Harley-Davidson says the styling draws on a number of looks that have come and gone in the roughly 60 years since the Sportster was first introduced in 1957.
“We’ve watched our customers take the Sportster in so many different directions. The Roadster is a mash-up of styling genres," said Harley-Davidson Director of Styling Brad Richards. "The intent was to build a rider’s motorcycle, a Sportster that’s lean and powerful and connects the rider to the road.”
Perhaps the most noteworthy aspect of the Roadster is its suspension, which delivers 4.5 inches of travel in the front and 3.2 inches of travel in the rear –– considerably more than found on any other Sportster model.
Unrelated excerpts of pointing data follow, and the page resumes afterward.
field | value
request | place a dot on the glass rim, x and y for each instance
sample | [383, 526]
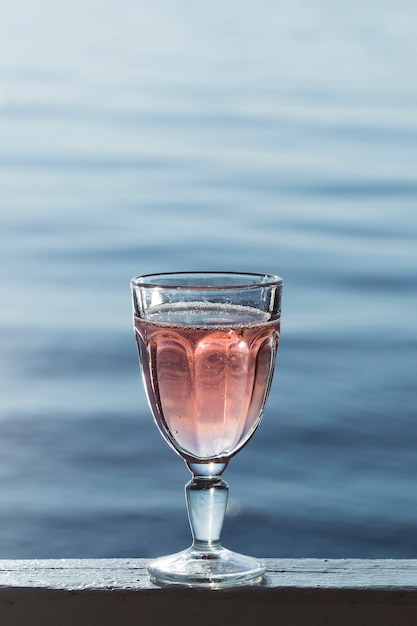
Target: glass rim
[151, 280]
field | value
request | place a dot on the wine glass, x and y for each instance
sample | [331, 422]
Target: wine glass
[207, 343]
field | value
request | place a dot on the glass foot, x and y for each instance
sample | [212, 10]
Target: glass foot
[213, 568]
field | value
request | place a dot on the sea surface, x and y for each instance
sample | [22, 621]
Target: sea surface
[151, 136]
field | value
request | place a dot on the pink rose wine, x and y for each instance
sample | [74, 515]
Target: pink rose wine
[207, 370]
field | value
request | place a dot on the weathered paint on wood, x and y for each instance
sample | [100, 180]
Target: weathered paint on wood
[295, 592]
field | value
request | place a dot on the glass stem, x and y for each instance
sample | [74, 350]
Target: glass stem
[206, 505]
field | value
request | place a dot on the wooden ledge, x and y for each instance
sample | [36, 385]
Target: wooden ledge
[296, 592]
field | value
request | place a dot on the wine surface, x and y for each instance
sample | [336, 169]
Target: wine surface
[207, 370]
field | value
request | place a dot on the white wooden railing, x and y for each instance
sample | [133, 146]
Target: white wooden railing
[296, 592]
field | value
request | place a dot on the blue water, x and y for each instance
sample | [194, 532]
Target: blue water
[155, 136]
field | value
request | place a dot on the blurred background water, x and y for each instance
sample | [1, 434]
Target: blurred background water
[154, 136]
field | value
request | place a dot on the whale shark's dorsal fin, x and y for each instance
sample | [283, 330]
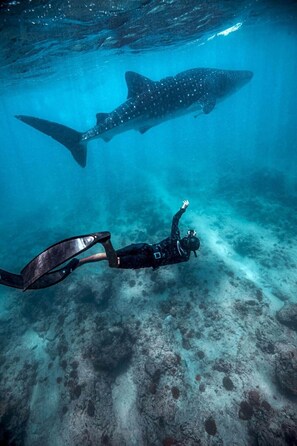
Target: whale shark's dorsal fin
[137, 84]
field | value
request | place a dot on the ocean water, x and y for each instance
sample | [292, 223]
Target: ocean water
[192, 354]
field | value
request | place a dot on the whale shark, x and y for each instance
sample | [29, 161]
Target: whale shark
[148, 104]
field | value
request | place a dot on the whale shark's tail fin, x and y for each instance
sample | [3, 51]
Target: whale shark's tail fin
[65, 135]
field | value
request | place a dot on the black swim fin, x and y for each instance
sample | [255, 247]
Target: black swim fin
[49, 279]
[57, 254]
[64, 135]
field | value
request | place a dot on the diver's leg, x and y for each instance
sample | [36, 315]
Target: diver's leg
[109, 254]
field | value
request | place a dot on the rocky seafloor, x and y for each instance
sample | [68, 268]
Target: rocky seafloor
[202, 353]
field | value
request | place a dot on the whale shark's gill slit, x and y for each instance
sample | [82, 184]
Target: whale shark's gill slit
[70, 138]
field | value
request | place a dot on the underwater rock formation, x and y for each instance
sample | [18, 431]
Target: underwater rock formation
[286, 369]
[287, 315]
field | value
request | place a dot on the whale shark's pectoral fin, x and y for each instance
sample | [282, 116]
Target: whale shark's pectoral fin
[137, 84]
[208, 103]
[64, 135]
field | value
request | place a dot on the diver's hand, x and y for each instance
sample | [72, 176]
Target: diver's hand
[185, 204]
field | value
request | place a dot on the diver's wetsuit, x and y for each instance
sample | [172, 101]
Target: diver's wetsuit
[166, 252]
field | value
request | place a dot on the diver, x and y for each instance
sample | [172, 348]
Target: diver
[38, 273]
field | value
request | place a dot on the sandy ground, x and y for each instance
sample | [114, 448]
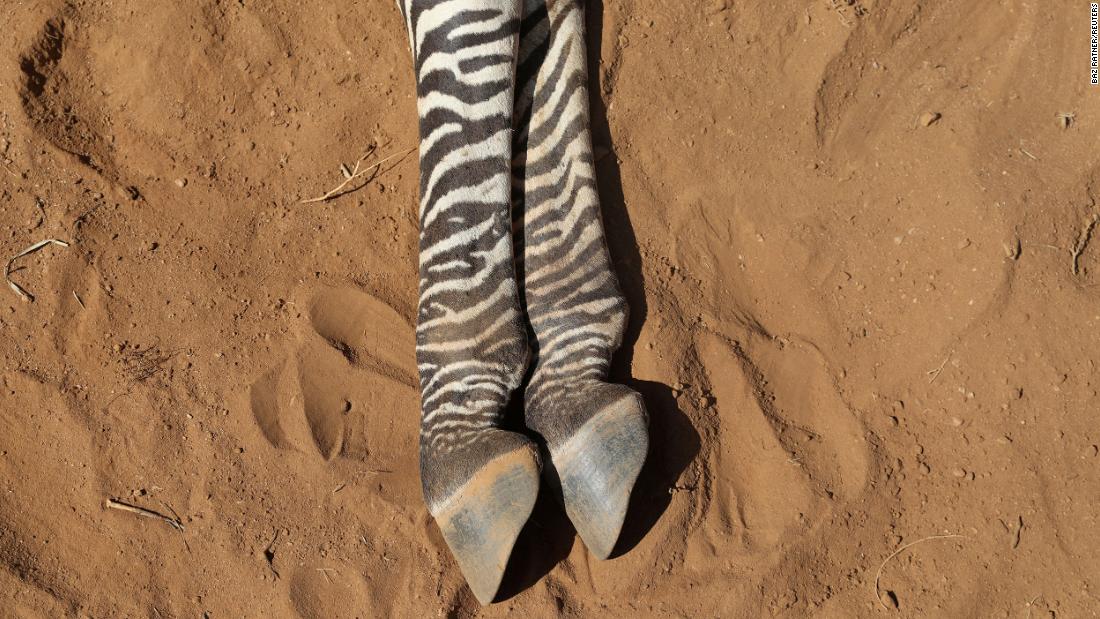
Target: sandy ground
[856, 234]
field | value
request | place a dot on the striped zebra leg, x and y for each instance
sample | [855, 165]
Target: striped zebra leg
[480, 482]
[595, 432]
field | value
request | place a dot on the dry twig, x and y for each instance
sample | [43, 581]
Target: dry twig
[878, 575]
[351, 175]
[174, 522]
[1082, 241]
[8, 271]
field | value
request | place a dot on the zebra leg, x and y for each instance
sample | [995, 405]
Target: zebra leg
[480, 482]
[595, 432]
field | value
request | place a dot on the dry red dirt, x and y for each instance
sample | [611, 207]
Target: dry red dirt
[857, 238]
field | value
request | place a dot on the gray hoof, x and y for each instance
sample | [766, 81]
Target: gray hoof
[597, 467]
[483, 518]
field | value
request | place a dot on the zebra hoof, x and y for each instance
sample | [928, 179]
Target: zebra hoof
[483, 518]
[597, 467]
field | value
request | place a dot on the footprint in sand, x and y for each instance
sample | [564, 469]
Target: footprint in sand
[349, 389]
[787, 441]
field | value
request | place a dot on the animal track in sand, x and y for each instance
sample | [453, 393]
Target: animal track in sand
[347, 386]
[787, 440]
[57, 98]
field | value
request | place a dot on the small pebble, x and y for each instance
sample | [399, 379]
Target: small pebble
[928, 118]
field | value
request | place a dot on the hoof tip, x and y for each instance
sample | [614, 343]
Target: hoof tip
[483, 518]
[597, 468]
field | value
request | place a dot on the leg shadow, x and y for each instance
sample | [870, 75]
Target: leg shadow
[673, 440]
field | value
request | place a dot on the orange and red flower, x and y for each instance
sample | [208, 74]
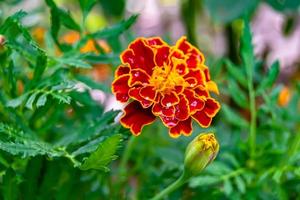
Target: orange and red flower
[169, 82]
The Roadster’s suspension is equally enhanced by new 43mm inverted single-cartridge forks with tri-rate springs, and rear suspension featuring gas-charged shocks and tri-rate springs with adjustable pre-load.
Dual front discs will help to provide a decent amount of stopping power, aided by anti-lock brakes that are standard on bikes sold outside of the United States and available as an add-on in the Land of the Free.
Harley-Davidson says the bike is particularly inspired by its racing successes of the 1950s and 60s.
“We wanted to give the Roadster some DNA from the high-performance KHR models of the mid-50s, and later Sportsters tuned for the drag strip,” said Richards. “Those bikes had fenders cut to the struts, the small fuel tank, and were stripped to their bare essentials to achieve a singular performance purpose.”
The Roadster's tank is indeed small, holding just 3.3 US gallons (12.5 liters).
Other styling highlights include a slotted belt guard and muffler shields that mimic the "lightening holes" drilled through race-bike components. Rear turn signals mounted directly to the fender struts also serve as the brake lights. The Roadster comes equipped to carry a passenger, though the size of the fastback seat suggests that she or he should be small.
One particularly modern touch is a digital speedometer, tucked into the same set-up as an analog tachometer.
The Roadster will be offered in four color choices: Vivid Black with a charcoal denim pinstripe; Black Denim with a red pinstripe; Velocity Red Sunglo with a red pinstripe; and two-tone Billet Silver/Vivid Black with a burgundy pinstripe.